Il y a quelques jours, un article paru dans le journal des fonctionnaires "Dertien" indiquait que les fonctionnaires flamands actifs à titre professionnel sur le réseau social Twitter ne pouvaient gazouiller qu’en néerlandais. L’information avait suscité de nombreuses réactions. Le ministre-président flamand Kris Peeters (CD&V) a dans ce cadre tenu à clarifier la situation. "L'emploi du néerlandais n'est requis des fonctionnaires et ministres flamands que pour les communications officielles", a-t-il précisé.

Selon l’article paru dans la dernière édition de "Dertien", "la loi linguistique concerne tous les messages et annonces des autorités flamandes, donc également ceux qui paraissent sur Twitter, Facebook, et les autres médias sociaux". Une langue étrangère ne serait tolérée que dans le cas où le public cible parle une autre langue, ou dans le cadre d’une communication liée à un contexte international.

Le cabinet du ministre flamand de l’Intérieur Geert Bourgeois (N-VA) avait confirmé cette information. "La loi linguistique est ce qu’elle est.

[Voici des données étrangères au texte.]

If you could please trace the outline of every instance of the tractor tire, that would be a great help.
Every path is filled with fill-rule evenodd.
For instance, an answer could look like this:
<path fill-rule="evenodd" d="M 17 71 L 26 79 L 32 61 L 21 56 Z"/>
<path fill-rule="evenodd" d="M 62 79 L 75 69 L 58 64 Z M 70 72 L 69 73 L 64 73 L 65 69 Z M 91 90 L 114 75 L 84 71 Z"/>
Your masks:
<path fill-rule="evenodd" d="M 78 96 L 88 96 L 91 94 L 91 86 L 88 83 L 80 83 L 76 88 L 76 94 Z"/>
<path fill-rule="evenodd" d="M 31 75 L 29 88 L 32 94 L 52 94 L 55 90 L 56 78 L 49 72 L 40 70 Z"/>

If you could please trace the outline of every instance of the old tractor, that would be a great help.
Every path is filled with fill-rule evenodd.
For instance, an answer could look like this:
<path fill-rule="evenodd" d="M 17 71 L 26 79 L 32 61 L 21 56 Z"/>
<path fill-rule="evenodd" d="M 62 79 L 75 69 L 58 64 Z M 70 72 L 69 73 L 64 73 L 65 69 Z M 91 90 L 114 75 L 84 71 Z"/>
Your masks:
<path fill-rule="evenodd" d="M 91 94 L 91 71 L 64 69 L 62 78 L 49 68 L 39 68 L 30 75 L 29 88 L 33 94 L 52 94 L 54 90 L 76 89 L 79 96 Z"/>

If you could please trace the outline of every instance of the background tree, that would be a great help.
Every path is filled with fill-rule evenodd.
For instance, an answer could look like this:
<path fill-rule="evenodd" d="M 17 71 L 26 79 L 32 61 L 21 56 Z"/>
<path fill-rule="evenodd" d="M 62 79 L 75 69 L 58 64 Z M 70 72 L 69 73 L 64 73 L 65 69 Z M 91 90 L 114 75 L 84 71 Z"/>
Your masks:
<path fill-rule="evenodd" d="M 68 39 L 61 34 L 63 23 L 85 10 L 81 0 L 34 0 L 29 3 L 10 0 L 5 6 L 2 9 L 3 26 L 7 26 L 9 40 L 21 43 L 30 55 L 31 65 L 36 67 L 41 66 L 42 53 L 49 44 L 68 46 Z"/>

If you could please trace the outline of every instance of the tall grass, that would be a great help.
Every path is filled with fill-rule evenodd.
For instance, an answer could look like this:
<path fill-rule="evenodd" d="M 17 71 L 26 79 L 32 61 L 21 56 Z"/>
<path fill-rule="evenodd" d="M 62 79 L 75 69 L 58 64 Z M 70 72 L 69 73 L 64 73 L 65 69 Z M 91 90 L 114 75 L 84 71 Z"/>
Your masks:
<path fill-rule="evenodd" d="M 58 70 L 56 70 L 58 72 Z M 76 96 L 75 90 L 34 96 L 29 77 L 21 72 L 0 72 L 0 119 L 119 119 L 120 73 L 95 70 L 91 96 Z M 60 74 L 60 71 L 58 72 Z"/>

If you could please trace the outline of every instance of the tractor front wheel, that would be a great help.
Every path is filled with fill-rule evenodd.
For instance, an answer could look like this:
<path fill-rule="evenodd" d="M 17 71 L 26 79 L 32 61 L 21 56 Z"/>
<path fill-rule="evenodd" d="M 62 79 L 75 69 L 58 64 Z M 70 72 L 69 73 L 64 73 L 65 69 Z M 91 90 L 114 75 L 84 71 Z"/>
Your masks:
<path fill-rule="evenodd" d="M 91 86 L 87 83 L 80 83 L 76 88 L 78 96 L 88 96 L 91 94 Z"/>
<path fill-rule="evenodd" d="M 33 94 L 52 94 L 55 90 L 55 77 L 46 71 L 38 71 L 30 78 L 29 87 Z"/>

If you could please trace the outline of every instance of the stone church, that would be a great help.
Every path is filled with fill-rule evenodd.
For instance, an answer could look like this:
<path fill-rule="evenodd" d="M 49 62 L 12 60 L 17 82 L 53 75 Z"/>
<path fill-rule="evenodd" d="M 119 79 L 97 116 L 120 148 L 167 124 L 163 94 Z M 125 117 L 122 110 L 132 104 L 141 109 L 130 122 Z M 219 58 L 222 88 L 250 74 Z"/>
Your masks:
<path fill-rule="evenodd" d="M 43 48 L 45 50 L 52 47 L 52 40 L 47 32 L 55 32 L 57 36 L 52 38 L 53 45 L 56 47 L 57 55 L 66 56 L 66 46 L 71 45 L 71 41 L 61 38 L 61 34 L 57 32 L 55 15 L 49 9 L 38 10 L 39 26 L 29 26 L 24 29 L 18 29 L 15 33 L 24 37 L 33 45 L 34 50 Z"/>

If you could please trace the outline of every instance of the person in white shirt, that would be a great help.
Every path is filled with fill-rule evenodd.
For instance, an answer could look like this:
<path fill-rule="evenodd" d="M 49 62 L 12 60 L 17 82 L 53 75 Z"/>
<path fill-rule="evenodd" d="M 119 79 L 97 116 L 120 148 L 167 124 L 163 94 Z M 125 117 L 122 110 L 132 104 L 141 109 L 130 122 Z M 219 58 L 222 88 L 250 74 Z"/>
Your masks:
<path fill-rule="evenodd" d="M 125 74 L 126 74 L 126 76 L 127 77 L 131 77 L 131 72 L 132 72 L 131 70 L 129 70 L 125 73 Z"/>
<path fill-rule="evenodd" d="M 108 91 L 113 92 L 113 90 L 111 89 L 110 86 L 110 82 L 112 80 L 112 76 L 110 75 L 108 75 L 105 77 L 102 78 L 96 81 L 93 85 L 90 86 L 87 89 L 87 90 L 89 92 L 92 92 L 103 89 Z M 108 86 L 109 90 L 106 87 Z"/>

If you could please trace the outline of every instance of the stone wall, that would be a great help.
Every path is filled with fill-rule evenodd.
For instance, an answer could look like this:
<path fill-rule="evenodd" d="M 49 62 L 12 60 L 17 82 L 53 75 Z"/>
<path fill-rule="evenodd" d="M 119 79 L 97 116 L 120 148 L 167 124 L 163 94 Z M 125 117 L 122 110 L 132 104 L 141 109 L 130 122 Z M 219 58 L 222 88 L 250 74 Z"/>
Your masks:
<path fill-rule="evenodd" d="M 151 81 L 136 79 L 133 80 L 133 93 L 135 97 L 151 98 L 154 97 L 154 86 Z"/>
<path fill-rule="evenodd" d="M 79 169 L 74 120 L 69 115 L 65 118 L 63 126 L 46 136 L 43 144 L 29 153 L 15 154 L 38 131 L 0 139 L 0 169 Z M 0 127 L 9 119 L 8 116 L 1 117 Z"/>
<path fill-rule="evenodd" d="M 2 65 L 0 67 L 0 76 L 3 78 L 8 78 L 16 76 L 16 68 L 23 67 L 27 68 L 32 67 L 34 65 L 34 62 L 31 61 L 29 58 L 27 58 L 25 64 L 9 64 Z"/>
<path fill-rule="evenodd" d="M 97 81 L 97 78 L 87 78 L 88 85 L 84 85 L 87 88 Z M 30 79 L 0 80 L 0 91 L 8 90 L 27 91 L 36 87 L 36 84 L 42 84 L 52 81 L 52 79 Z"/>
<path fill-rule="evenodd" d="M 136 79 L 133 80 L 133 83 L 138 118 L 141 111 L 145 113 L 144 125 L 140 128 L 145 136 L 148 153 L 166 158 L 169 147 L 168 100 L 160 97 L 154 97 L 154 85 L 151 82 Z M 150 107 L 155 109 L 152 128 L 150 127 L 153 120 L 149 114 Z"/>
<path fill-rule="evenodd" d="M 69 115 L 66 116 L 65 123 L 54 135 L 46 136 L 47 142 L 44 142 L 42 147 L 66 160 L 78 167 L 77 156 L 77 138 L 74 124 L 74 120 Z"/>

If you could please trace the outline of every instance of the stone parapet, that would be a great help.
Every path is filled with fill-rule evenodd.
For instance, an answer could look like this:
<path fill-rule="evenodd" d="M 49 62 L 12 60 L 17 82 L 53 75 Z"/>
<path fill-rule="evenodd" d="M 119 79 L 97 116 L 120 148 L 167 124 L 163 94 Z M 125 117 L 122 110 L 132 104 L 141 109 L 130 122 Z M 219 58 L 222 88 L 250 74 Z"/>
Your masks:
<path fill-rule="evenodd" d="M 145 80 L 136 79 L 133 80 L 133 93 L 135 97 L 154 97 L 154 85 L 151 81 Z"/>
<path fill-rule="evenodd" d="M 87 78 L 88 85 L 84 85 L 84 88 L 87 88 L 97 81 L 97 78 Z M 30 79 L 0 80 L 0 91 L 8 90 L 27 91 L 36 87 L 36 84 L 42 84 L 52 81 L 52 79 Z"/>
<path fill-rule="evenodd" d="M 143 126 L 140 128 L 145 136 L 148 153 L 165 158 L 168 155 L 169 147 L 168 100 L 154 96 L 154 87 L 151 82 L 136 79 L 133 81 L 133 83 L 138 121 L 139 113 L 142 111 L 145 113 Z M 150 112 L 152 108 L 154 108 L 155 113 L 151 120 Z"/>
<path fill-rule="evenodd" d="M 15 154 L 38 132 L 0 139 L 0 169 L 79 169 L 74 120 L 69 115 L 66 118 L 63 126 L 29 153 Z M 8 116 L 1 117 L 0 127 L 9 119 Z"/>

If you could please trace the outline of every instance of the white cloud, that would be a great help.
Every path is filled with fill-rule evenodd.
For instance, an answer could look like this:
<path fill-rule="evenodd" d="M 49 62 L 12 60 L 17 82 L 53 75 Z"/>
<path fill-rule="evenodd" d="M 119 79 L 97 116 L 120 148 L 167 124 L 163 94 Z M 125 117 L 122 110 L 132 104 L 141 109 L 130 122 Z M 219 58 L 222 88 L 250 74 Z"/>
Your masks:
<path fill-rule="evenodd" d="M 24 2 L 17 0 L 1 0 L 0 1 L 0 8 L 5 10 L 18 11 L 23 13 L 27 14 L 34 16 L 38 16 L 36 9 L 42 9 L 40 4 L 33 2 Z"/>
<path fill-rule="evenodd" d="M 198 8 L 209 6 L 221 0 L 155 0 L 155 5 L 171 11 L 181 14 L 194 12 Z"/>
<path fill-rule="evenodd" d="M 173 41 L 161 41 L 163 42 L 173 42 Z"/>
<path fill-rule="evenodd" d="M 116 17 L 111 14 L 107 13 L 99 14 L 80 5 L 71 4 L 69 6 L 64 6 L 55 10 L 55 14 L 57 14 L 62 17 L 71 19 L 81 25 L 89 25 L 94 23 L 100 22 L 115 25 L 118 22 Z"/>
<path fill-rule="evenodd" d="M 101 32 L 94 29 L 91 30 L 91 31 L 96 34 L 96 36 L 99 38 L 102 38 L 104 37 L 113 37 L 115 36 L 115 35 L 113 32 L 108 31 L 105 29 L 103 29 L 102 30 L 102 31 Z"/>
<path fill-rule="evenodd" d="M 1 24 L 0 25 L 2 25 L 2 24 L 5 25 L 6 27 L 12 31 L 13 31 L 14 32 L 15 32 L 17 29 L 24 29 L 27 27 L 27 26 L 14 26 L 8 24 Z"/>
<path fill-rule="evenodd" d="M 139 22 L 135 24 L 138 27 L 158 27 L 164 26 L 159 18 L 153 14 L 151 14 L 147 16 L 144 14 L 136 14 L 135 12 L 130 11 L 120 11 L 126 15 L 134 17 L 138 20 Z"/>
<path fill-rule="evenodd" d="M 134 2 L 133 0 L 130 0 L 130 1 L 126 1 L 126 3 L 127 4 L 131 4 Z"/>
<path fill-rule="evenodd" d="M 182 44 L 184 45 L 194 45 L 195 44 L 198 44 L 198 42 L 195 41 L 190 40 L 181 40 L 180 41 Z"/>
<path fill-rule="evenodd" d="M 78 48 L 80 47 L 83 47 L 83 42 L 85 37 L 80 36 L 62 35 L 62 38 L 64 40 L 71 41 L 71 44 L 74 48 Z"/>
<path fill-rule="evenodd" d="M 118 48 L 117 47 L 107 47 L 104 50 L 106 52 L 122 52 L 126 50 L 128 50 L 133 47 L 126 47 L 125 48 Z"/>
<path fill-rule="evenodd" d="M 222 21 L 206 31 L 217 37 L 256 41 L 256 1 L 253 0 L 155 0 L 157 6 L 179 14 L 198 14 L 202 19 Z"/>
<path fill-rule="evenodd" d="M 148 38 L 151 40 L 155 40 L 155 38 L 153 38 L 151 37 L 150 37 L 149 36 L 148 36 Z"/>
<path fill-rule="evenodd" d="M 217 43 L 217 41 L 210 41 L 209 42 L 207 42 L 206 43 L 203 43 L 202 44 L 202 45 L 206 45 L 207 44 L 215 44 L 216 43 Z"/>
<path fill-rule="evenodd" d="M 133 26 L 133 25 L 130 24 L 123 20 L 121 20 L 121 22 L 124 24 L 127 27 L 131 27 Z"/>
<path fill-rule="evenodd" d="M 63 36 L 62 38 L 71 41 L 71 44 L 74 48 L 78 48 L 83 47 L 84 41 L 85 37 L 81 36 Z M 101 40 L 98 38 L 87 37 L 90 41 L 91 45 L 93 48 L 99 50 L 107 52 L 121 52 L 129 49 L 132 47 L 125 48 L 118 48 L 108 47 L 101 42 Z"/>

Les communications officielles des autorités flamandes se font en néerlandais, quel que soit le canal utilisé. La loi linguistique concerne donc également les communications faites sur les réseaux sociaux". Les fonctionnaires qui enfreignent ce règlement peuvent se voir sanctionner.

Sur Twitter, le ministre-président flamand a rejoint le débat : "Un fonctionnaire ou un ministre est libre du choix de sa langue, sauf s’il s’agit d’une communication officielle", peut-on lire sur son compte.

De nombreux ministres flamands gazouillent d’ailleurs dans d’autres langues que le néerlandais sur Twitter. Geert Bourgeois lui-même tweet de temps à autres en français. Kris Peeters opte souvent pour l’anglais. Etant donné que les ministres ne sont pas des fonctionnaires, ils ne tombent pas sous le coup de la loi. C’est également le cas des fonctionnaires qui s’expriment en tant que personne privée.